You can always call them..I saw they had a toll free number..Love it when you can call them free..


----------



## Jules (Feb 28, 2012)

Hey Peggy, I know this is an older thread, but was wondering how you got along with getting a starter cart?

I have a second hand jogger with leaf suspension that was only $400 (even EE carts run to the $600-700 with shipping here) which is my starter. It just has motorbike wheels on it.

I am cart shopping (or dreaming?!



) at the moment for something a bit comfy and lurvely for later in the year. It is so hard to weigh up the pros and cons of each cart and the price vs. features aspect.


----------



## LazyRanch (Apr 7, 2012)

I have two 33" guys. Our easy entry cart has 20" wheels, my HyperBike has 24", and both carts have airless, solid tyres. I do have pneumatic 24" tyres for the HyperBike, but I hardly get to use them because we have goathead - the ruin of all things pneumatic, and any given swimming pool liner. The 24" tyres are an awesome size, however - WAY better than the 20" and especially for going out on the trails. My bicycle shop has been really helpful with various aspects of both my carts and he said he could put my EE cart into a heavy duty 24" rim with airless tyres for about $100. If I actually USED the EE cart more, I would go for it.

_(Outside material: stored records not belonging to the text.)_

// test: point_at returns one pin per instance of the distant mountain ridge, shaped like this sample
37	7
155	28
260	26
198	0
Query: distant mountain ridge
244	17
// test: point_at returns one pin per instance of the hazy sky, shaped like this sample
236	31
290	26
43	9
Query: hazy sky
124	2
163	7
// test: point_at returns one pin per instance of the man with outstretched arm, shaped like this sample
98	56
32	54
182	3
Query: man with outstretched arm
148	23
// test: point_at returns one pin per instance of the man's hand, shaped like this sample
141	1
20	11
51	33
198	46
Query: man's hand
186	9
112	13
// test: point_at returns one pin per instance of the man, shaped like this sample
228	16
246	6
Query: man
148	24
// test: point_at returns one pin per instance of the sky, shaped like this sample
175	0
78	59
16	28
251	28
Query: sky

If you have a bike shop nearby - especially one that does a lot of business with mountain bikes, marathoners, or other competitions, I would suggest you load up your cart and pay him a visit. And don't be shy! The last two years my bike shop guy has given me reflectors, discounted my bike computers (What are you DOING with these things that you have to replace them???) and taught me the fastest way to get a tyre back on a rim. He knows this stuff is for something "horsie" but no clue what. Last year at the end of the season I arranged some photos in a frame, collage style, and gave it to him. He keeps it up on his "Wall of Fame" with cyclists competing all over the world!


----------



## susanne (Apr 7, 2012)

I trained Mingus to drive using a Shetland-sized no-axle cart, and it was quite tough (except for the shafts, hehe). It had bicycle wheels, as the stress was vertical. I would talk to someone at Kingston Saddlery, even show them a photo of your cart, and get their honest opinion. Their spoke wheel has 5-inch hubs, so I'm sure that would be too wide, but the heavy duty wheel might work. As for Marathon wheels, take a look at the reviews on Amazon.com -- epic fails just with garden carts.


----------